Planning for retirement: What's the perfect account?
By Jim Hallisey / Ozark Financial Services / Rogers
A retirement savings or investment account has at least five elements to it:
• risk
• growth
• liquidity
• income
• taxation
Each type of account emphasizes one or more of these elements at the expense of the others. Safety generally comes at the price of a low return on the investment. Conversely, a higher yield is typically accompanied by more risk or market volatility.
Periodically going backwards, losing part of your life savings to market crashes, is much more costly than most investors realize. When the market drops 50% it takes a 100% recovery to get back to break even, and that can take a long time.
After nearly two years of recovery, the Dow is still down by more than 16% from its historic high around 14,000 in October of 2007. In fact, in recent months it has been performing near where it was in 2000.
That's ten years of taking risks, tying up money and having nothing to show for it. Yet when it is performing well, the stock market can provide very good returns to its investors. However, if you do not capture those gains, they are worthless paper profits.
If we could only design our perfect retirement account, what would it look like?

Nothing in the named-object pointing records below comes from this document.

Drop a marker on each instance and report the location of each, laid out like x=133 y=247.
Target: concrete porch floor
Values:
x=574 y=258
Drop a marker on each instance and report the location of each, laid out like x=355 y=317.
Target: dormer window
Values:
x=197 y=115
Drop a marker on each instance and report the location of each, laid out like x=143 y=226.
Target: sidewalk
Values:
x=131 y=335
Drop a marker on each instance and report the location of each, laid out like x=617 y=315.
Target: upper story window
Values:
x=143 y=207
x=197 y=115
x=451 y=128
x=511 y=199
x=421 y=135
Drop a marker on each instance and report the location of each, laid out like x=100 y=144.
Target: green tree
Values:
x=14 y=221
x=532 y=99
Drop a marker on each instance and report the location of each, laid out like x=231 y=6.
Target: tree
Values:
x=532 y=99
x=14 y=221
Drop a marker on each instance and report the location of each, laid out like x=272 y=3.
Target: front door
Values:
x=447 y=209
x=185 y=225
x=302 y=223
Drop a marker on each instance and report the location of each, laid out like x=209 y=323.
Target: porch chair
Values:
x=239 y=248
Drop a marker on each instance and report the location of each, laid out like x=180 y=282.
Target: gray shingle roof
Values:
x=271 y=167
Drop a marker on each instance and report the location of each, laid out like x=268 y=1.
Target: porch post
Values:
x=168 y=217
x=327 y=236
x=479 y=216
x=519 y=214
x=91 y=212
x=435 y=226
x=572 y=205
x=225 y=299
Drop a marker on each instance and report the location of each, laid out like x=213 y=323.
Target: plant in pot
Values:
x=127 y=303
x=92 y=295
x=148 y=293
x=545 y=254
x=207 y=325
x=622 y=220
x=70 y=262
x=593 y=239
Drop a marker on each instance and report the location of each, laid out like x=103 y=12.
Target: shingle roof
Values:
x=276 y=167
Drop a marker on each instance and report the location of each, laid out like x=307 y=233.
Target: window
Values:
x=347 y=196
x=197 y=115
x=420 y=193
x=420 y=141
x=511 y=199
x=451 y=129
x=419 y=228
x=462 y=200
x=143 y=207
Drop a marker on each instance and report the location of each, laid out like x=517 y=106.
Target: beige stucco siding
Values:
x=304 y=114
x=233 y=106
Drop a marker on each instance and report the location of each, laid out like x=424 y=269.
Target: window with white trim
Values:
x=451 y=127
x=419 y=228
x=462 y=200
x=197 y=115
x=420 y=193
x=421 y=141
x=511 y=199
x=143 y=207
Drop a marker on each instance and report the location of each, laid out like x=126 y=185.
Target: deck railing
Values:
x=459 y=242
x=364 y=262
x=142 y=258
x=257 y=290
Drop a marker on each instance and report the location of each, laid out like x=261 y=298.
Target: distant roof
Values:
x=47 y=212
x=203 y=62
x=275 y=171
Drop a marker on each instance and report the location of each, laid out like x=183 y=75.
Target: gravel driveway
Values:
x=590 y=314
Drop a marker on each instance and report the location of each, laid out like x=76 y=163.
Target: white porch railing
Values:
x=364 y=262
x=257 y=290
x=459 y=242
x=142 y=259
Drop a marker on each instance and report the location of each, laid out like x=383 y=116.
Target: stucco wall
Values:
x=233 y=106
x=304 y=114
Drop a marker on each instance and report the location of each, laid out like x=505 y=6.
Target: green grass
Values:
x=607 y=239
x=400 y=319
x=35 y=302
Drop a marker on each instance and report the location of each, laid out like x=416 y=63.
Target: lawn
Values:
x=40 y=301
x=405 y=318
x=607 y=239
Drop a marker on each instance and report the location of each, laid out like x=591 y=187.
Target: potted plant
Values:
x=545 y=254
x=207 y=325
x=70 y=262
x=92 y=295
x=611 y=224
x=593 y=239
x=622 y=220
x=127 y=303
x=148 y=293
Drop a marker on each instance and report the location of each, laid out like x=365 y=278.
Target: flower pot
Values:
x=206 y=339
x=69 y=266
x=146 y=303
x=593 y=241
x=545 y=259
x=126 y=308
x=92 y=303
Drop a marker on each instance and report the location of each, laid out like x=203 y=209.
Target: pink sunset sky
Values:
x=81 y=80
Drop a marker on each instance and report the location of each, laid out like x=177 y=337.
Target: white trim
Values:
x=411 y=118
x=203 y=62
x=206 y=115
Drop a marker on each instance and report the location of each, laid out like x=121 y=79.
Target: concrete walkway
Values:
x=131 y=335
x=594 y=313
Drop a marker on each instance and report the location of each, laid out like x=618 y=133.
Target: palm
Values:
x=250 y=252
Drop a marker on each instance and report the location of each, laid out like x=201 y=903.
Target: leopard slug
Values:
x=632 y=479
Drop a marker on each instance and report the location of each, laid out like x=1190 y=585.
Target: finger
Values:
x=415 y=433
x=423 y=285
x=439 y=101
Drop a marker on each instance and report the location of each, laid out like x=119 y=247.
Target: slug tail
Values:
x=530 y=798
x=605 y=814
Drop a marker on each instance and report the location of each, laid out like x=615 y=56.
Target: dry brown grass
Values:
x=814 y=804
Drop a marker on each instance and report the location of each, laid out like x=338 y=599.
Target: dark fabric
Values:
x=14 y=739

It would probably be 100% safe, produce very high, tax-free yields, be 100% liquid, and provide income we could not out live.
There’s just one problem.
The perfect account does not exist.
The nearest thing to it I have discovered in all my research and experience is something called a fixed indexed annuity. It is the only vehicle I’ve seen that allows you to have safe money and opportunity money on the same dollar at the same time.